Egypt and Libya are as politically opposite from each other right now as they could be. In Egypt, Islamists beat secular parties in the elections last year by a two-to-one margin. In Libyan elections this year, the Islamists lost. This month Salafist preachers in Cairo ginned up an anti-American mob with the government's tacit blessing. Meanwhile a terrorist attack by like-minded people in Libya galvanized citizens and the state in the other direction.
How does it make sense for the American government to give aid money to both?

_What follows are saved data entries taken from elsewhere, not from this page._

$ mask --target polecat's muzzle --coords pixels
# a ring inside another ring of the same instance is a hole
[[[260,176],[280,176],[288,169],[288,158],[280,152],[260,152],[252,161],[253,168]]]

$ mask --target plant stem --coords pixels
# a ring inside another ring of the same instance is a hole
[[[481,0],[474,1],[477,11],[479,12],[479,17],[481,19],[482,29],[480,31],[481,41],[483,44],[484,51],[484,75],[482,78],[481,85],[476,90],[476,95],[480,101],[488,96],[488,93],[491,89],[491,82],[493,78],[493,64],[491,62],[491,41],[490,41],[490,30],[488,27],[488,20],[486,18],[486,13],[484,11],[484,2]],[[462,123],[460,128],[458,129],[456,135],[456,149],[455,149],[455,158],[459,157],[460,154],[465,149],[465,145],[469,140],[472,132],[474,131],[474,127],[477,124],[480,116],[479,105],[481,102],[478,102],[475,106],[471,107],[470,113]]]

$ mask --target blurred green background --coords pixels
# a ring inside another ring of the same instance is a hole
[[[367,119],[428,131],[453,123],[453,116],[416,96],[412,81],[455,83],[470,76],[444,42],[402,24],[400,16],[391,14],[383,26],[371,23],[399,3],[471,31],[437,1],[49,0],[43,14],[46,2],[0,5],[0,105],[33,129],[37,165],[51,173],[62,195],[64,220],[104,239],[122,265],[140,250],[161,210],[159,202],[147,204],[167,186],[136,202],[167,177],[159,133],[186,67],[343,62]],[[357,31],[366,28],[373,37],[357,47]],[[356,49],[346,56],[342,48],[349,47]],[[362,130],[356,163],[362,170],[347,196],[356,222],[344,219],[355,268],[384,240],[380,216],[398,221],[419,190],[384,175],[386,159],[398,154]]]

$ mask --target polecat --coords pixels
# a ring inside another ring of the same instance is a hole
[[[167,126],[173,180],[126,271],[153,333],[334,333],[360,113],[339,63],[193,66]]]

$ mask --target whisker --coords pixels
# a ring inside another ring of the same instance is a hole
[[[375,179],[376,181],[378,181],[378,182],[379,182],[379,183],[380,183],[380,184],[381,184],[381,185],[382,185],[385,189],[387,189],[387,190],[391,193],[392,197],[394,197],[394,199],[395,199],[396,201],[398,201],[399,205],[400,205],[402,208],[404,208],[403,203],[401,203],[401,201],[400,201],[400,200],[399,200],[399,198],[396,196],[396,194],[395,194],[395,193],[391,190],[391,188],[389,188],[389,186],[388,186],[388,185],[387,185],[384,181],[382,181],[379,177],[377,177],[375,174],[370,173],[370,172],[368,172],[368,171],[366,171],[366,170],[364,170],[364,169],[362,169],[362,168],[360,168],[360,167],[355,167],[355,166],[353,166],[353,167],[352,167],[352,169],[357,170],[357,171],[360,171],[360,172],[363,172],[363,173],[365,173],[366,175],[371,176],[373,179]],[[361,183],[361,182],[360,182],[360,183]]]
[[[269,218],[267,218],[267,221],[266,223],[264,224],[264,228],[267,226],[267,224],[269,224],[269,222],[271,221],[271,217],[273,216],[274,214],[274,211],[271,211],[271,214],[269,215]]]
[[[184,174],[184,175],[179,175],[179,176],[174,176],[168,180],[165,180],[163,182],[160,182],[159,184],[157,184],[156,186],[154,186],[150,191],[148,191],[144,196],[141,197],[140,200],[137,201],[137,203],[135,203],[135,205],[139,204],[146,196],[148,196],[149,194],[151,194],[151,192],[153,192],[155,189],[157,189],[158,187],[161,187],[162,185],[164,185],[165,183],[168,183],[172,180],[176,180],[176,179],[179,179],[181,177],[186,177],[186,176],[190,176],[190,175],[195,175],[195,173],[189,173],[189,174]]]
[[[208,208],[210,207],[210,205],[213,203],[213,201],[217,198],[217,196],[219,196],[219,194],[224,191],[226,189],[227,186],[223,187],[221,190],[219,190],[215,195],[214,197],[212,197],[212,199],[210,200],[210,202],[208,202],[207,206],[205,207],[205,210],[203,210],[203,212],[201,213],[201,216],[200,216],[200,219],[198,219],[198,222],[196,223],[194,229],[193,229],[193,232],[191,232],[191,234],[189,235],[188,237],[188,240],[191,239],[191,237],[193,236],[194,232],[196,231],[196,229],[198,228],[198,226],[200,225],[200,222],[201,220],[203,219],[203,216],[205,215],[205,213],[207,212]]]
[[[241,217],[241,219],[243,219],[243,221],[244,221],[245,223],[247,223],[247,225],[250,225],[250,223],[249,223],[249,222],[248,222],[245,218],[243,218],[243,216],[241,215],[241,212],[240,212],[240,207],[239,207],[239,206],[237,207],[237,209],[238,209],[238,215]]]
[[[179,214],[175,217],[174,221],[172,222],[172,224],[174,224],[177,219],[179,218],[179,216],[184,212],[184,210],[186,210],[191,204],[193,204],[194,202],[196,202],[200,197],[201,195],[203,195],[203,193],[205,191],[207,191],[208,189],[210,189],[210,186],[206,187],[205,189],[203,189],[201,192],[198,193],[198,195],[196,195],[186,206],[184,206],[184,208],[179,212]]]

The odds that the U.S. will get in a shooting war with Egypt are not large. But it's a distinct possibility that Israel will, especially now that Mr. Morsi says he wants to "renegotiate" the peace treaty. The U.S. shouldn't arm, train or fund both sides in a conflict anywhere in the world, and least of all in the Arab-Israeli conflict. Either way, bankrolling radical Islamists is idiotic. Leave that to the Saudis and the emir of Qatar. Sheer diplomatic inertia is the only reason the U.S. is still doing it....
Libya is in a transition phase. The country will cohere under a strong central government or come apart. If it comes apart, al Qaeda could break off a piece, as it did in Mali in April. The last thing the West needs right now is an oil-rich terrorist nest a short boat ride from Italy.
Popular sentiment in Libya toward the U.S. and the West in general is the opposite of sentiment in Egypt and pretty much everywhere else in the Arab world. That shouldn't surprise us. Gadhafi fed his cowering subjects a steady diet of anti-Americanism for decades, but most Libyans hated him. They hated him so much they hardly even bothered to protest once the Arab Spring started. They just picked up their rifles and aimed to shoot him out of his palace. They knew Americans hated him, too. He was a common enemy. It matters, and it matters a lot. Libya's relative pro-Americanism is similar at least in that way to Eastern Europe's.
It may not last. Libyans could end up joining the Arab world's anti-American mainstream. For now, though, they're standing apart from all that. They need American help against the militias, and they're worth the risk. The alternative is worse by far than anything we're seeing in Cairo.